Esto dijo el marino, volviendo hacia las Chimeneas. Un buen fuego crepitaba en la lumbre. Harbert acababa de echar una brazada de leña seca, y la llama proyectaba grandes claridades en las partes oscuras del corredor.

Pencroff se ocupó en preparar la comida. Le pareció conveniente introducir en el menú algún plato fuerte, ya que todos tenían necesidad de reparar sus fuerzas. Las sartas de curucús fueron conservadas para el día siguiente, pero desplumó los tetraos y, puestas en una varita las gallináceas, se asaron al fuego.
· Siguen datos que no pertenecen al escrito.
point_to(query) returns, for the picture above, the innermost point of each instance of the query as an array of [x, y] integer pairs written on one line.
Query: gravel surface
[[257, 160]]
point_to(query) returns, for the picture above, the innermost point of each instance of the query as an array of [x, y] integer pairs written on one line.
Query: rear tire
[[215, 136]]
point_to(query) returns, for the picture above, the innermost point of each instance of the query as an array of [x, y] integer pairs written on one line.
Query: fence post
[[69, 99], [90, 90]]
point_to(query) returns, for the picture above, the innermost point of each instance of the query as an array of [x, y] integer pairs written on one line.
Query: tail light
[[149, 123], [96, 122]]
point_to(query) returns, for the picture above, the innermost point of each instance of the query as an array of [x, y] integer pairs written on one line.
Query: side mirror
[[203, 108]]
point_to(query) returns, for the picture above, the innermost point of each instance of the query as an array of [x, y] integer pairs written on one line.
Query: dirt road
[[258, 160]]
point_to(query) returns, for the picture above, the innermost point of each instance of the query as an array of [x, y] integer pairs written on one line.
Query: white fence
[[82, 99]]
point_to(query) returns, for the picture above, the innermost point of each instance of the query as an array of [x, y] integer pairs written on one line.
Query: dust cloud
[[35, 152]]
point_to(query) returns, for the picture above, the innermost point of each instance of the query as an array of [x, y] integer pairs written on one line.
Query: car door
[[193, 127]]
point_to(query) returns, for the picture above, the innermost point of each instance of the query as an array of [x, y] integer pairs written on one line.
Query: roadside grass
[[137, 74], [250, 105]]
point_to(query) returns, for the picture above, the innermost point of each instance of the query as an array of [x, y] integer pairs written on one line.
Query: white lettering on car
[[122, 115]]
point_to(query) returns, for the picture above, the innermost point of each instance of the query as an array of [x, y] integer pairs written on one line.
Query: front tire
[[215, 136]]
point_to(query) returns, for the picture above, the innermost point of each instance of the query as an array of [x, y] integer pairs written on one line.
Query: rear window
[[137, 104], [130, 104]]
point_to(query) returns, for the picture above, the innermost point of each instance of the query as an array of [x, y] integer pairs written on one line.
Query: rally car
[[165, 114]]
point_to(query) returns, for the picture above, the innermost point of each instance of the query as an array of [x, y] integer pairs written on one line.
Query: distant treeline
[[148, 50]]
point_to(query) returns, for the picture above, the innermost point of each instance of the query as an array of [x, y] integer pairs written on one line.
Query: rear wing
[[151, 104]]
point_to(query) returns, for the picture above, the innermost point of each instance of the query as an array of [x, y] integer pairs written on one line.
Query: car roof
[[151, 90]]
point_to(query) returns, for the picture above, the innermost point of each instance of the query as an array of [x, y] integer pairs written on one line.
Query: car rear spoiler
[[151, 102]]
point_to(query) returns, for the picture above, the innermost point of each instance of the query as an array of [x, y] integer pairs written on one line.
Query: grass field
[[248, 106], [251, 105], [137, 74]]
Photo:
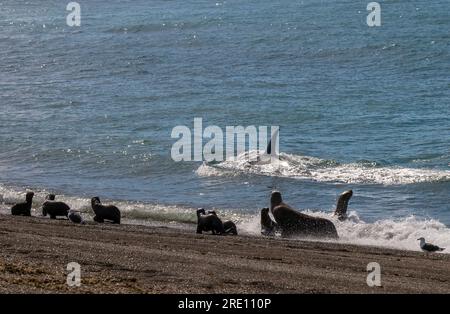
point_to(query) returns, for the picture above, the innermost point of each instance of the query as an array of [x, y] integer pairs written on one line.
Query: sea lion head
[[275, 199]]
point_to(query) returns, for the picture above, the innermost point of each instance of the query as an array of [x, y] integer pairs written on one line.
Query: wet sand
[[138, 259]]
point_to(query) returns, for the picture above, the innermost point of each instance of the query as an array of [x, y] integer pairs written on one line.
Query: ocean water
[[89, 110]]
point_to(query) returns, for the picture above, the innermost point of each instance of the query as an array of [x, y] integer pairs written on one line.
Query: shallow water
[[89, 111]]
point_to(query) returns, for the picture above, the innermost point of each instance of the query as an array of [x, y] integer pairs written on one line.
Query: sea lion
[[23, 209], [54, 208], [75, 217], [211, 222], [228, 226], [104, 212], [292, 223], [268, 226], [342, 204]]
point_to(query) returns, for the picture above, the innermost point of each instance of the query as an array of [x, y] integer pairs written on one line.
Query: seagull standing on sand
[[428, 247]]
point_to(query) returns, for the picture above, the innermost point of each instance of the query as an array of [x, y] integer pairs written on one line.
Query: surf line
[[189, 146]]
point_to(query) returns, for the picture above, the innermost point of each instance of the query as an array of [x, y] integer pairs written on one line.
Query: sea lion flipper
[[342, 204]]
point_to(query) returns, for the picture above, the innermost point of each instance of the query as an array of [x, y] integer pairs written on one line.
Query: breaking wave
[[320, 170], [401, 233]]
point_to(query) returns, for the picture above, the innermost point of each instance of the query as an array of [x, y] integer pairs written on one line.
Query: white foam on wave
[[311, 168], [399, 233], [390, 233]]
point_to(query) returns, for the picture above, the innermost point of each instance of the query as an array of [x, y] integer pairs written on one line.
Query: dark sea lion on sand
[[292, 223], [342, 204], [23, 209], [104, 212], [211, 222], [267, 224], [54, 208]]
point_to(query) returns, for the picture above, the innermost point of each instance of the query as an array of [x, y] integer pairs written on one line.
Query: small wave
[[311, 168], [390, 233], [399, 233]]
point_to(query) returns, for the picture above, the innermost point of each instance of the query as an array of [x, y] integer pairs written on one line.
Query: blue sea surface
[[89, 110]]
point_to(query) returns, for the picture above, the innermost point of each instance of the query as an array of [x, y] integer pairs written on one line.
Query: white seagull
[[428, 247]]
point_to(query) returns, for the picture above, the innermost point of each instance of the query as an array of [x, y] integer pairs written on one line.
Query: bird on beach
[[428, 247]]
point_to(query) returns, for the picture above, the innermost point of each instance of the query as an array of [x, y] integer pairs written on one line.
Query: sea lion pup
[[23, 209], [292, 223], [209, 222], [342, 204], [267, 224], [104, 212], [229, 227], [54, 208]]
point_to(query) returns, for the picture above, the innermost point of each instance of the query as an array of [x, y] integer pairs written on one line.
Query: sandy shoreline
[[140, 259]]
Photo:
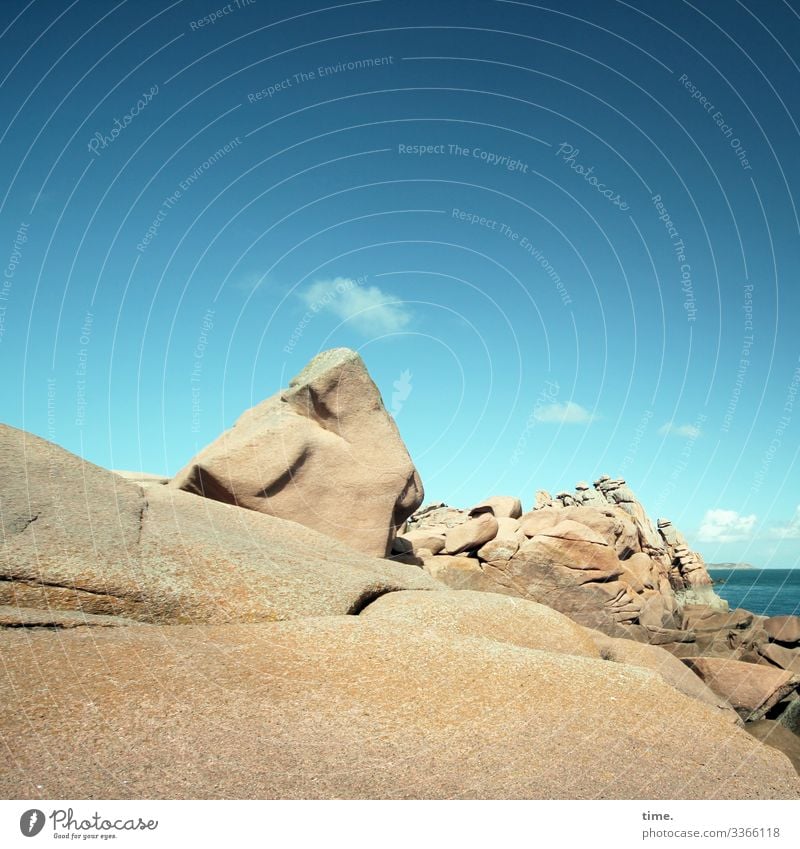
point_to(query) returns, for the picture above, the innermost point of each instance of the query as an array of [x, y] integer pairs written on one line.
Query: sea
[[769, 592]]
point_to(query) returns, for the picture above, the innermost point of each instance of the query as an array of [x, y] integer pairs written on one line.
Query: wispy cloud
[[367, 308], [568, 413], [727, 526], [791, 530], [687, 431]]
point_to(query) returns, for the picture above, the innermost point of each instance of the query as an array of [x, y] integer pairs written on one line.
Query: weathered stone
[[751, 690], [503, 548], [88, 541], [354, 707], [644, 569], [324, 453], [472, 534], [775, 735], [703, 617], [476, 614], [502, 506], [672, 670], [414, 540], [458, 573], [783, 629], [542, 498], [538, 520], [787, 659]]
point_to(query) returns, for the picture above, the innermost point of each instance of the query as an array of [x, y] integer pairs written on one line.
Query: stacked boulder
[[593, 554]]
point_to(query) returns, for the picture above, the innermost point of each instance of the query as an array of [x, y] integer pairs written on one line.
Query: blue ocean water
[[769, 592]]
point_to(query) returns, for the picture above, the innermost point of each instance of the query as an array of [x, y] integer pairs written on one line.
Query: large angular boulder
[[665, 664], [80, 538], [324, 453], [751, 689], [354, 707], [784, 629]]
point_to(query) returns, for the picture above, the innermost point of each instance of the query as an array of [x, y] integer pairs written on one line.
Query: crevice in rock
[[20, 524], [366, 598]]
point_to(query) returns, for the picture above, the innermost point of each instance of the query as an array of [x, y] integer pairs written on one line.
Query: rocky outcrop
[[665, 664], [374, 706], [783, 629], [80, 538], [592, 554], [751, 689], [324, 453]]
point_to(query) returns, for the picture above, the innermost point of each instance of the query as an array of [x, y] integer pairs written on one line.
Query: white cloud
[[791, 530], [366, 307], [688, 431], [569, 413], [726, 526]]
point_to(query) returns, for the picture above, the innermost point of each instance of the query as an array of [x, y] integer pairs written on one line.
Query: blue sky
[[563, 237]]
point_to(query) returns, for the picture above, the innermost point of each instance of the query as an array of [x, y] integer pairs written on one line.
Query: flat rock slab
[[750, 688], [349, 707], [28, 617]]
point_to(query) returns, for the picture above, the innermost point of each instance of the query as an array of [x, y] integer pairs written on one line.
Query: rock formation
[[159, 644], [80, 538], [324, 452], [441, 700], [593, 554]]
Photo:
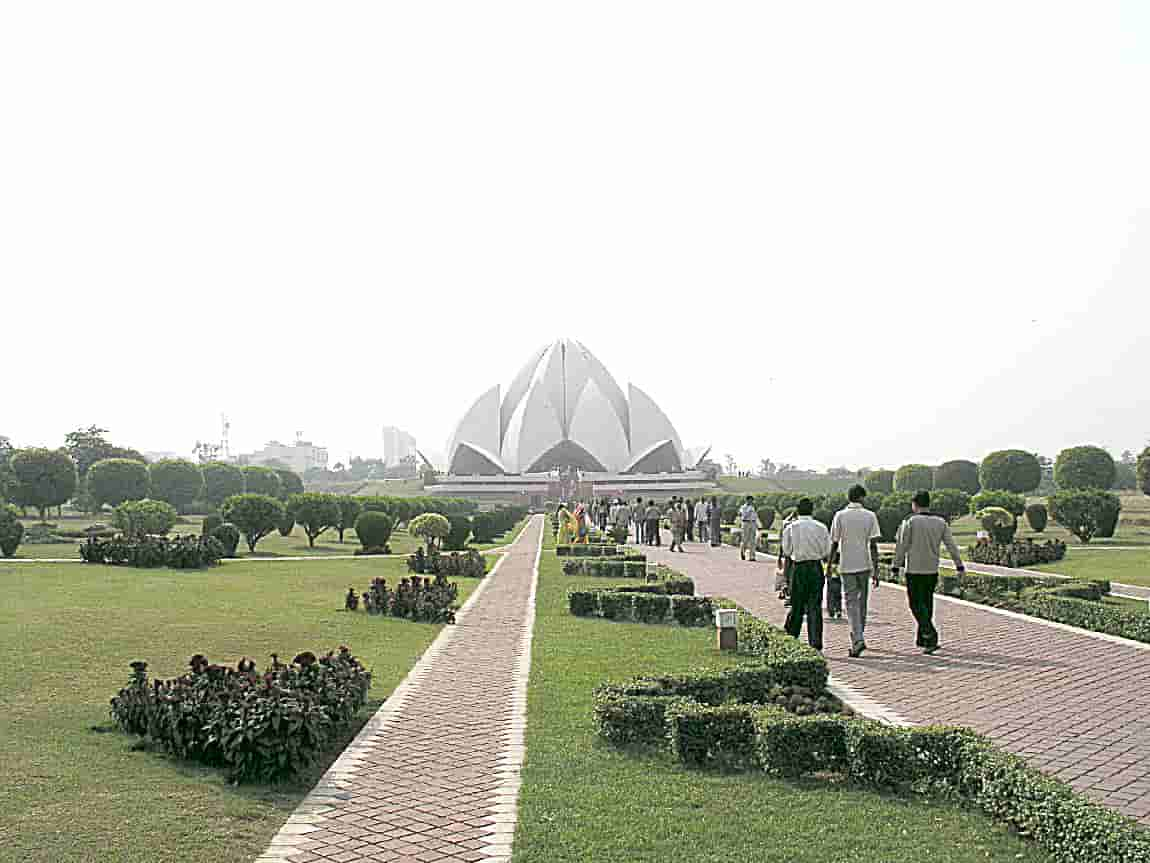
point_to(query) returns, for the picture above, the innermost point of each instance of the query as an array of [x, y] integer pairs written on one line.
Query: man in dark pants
[[806, 543], [918, 550]]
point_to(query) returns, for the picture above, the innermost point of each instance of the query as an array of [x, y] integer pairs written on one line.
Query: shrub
[[879, 481], [221, 481], [431, 527], [258, 726], [950, 503], [374, 529], [137, 518], [1011, 502], [1083, 512], [913, 478], [1036, 517], [255, 516], [315, 512], [176, 481], [1082, 467], [960, 474], [227, 534], [261, 481], [1011, 471], [12, 532]]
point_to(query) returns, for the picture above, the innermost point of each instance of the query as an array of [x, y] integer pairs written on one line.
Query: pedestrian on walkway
[[855, 548], [917, 549], [750, 521], [806, 544], [651, 531], [714, 517]]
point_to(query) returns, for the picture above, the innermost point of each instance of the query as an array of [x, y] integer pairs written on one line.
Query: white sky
[[821, 233]]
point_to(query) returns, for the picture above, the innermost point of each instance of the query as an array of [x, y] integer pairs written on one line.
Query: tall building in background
[[397, 445]]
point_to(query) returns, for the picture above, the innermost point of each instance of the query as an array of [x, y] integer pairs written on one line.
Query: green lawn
[[582, 800], [75, 791]]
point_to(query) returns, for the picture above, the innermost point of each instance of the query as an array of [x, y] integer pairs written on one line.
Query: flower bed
[[258, 726]]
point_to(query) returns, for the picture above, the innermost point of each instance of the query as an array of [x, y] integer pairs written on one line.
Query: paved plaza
[[1073, 703], [434, 776]]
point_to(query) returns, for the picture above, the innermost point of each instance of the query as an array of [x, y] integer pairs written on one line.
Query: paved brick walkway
[[434, 776], [1073, 704]]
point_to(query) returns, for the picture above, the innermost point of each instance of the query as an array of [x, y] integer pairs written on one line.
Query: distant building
[[300, 457], [397, 445]]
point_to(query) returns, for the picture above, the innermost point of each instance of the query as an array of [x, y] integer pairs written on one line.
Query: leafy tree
[[261, 481], [314, 512], [950, 503], [255, 516], [44, 479], [290, 482], [1085, 467], [176, 481], [89, 445], [1083, 512], [914, 478], [1011, 470], [960, 474], [221, 481], [114, 480], [349, 513], [881, 481], [137, 518], [430, 526]]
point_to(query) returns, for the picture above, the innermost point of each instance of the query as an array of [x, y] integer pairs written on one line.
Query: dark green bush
[[1036, 517]]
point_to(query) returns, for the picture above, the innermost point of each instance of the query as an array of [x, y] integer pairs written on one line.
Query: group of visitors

A las siete de la tarde Nab no había vuelto todavía. Aquella ausencia prolongada inquietaba a Pencroff. Creía que le había ocurrido algún accidente en aquella tierra desconocida o que el desgraciado había cometido algún acto de desesperación; pero Harbert deducía de aquella ausencia consecuencias diferentes. Para él, si Nab no volvía, era porque alguna nueva circunstancia le había obligado a prolongar sus pesquisas; y toda novedad en este caso no podía ser más que en dirección de Ciro Smith. ¿Por qué Nab no habría vuelto si una esperanza cualquiera no lo retuviera? Quizá habría encontrado algún indicio, una huella de su paso, un resto de naufragio que le había puesto sobre la pista. Quizá seguía en aquel momento una pista verdadera y tal vez se hallaba al lado de su amo.